Оглядевшись, к своему величайшему сожалению я обнаружила, что мы уже миновали Гайд-парк-корнер и впереди открылась Белгрейв-сквер.
Был один из тех редких весенних вечеров, когда в воздухе уже веет обещанием лета. Солнце садилось, и весь Гайд-парк сиял. Я залюбовалась этой живописной картиной.
— Давайте еще погуляем — такая красота. Домой пока не хочется. Боюсь, меня вырастили сельской барышней. Терпеть не могу видеть за окном трубы и крыши.
— Как я вас понимаю, — откликнулся Дарси. — Вам бы посмотреть, какие виды открываются из замка Килкенни — прелестные зеленые холмы, а вдали сверкает море. Бесподобно. Ничто на свете не сравнится с этим.
— Вы много путешествовали? — спросила я.
— Да, почти весь мир объездил.

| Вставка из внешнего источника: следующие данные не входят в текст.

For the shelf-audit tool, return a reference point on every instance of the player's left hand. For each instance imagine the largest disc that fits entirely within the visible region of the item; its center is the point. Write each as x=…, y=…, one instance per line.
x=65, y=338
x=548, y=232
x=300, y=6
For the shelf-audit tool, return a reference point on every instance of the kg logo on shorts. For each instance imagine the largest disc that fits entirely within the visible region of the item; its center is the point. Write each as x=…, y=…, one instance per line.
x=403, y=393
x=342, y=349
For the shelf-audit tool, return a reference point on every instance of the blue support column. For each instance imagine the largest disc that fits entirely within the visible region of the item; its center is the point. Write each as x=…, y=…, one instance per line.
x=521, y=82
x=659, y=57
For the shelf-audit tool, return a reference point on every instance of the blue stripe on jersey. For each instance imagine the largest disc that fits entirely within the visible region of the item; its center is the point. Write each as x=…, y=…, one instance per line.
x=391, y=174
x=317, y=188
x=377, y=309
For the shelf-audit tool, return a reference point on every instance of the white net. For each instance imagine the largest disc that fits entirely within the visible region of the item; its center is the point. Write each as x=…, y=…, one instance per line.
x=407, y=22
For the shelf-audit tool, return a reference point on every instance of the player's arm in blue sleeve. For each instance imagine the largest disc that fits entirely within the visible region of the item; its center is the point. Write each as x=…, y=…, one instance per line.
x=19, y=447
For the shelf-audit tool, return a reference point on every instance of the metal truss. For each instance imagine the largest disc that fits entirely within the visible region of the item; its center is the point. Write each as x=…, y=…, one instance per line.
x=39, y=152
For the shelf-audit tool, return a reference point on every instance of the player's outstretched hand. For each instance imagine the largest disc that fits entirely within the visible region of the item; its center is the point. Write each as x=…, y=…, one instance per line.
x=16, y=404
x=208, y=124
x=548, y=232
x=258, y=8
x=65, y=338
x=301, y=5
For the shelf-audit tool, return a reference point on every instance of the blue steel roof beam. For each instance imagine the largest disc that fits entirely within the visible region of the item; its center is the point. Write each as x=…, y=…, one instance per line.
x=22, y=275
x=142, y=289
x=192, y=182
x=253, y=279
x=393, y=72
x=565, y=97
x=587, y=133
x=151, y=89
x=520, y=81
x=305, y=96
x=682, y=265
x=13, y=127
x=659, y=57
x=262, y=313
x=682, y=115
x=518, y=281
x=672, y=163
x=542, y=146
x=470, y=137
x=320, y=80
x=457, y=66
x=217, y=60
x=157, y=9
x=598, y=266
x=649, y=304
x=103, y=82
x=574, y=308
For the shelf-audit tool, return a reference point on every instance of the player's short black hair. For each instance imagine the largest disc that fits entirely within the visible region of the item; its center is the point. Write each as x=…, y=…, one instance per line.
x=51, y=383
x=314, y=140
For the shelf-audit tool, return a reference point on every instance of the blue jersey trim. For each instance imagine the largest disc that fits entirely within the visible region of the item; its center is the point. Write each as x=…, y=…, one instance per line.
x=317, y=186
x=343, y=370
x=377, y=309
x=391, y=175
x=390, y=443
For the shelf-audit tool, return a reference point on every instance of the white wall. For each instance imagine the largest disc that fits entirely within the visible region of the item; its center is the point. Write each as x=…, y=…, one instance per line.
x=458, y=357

Даже в Австралии был.
— Неужели?
— Да, отец предложил мне поискать там счастья.
— И как?
— Австралия мне не подходит. Одни плебеи, все до единого. Простая грубая жизнь им даже по сердцу — их вполне устраивает ходить в уборную во дворе. О, и еще ожидают, что ты будешь работать до седьмого пота. Боюсь, я рожден для цивилизованной жизни. — Мы как раз подошли к скамье, и Дарси сел, похлопав по сиденью рядом с собой. — Отсюда открывается отличный вид.
Я устроилась рядом, остро чувствуя близость и тепло его тела.
— Итак, поведайте мне, чем теперь думаете заняться, раз с «Хэрродсом» покончено? — спросил он.
— Придется поискать другую работу, — ответила я, — но опасаюсь, что у ее величества на мой счет иные планы. Пока что выбор невелик: или пойти замуж в чужую страну за какого-нибудь ужасного принца, или во фрейлины к двоюродной бабушке — последней ныне здравствующей дочери королевы Виктории. Принцесса Беатрис живет в глуши, и все развлечения там — держать ей моток пряжи или играть с ней в подкидного дурака.
— А теперь скажите мне, — Дарси посмотрел на меня с интересом, — сколько человек стоит между вам и престолом?
— По-моему, я тридцать четвертая в очереди, — ответила я. — Если за последнее время никто не обзавелся ребенком, — тогда очередь отодвинется еще дальше.
— Тридцать четвертая, говорите?
— Надеюсь, вы не подумываете жениться на мне, чтобы в один прекрасный день заполучить корону Англии!
Дарси рассмеялся.
— Для ирландца это был бы сильный ход, верно? Править Англией, пусть даже принцем-консортом.
Я тоже засмеялась.
— В детстве я так развлекалась: лежала в кроватке и прикидывала, как половчее убить всех, кто стоит между мной и престолом. Но теперь я взрослая, и хоть миллион мне приплатите, королевой быть не хочу. Впрочем, нет. Если бы кузен Дэвид сделал мне предложение, я бы согласилась.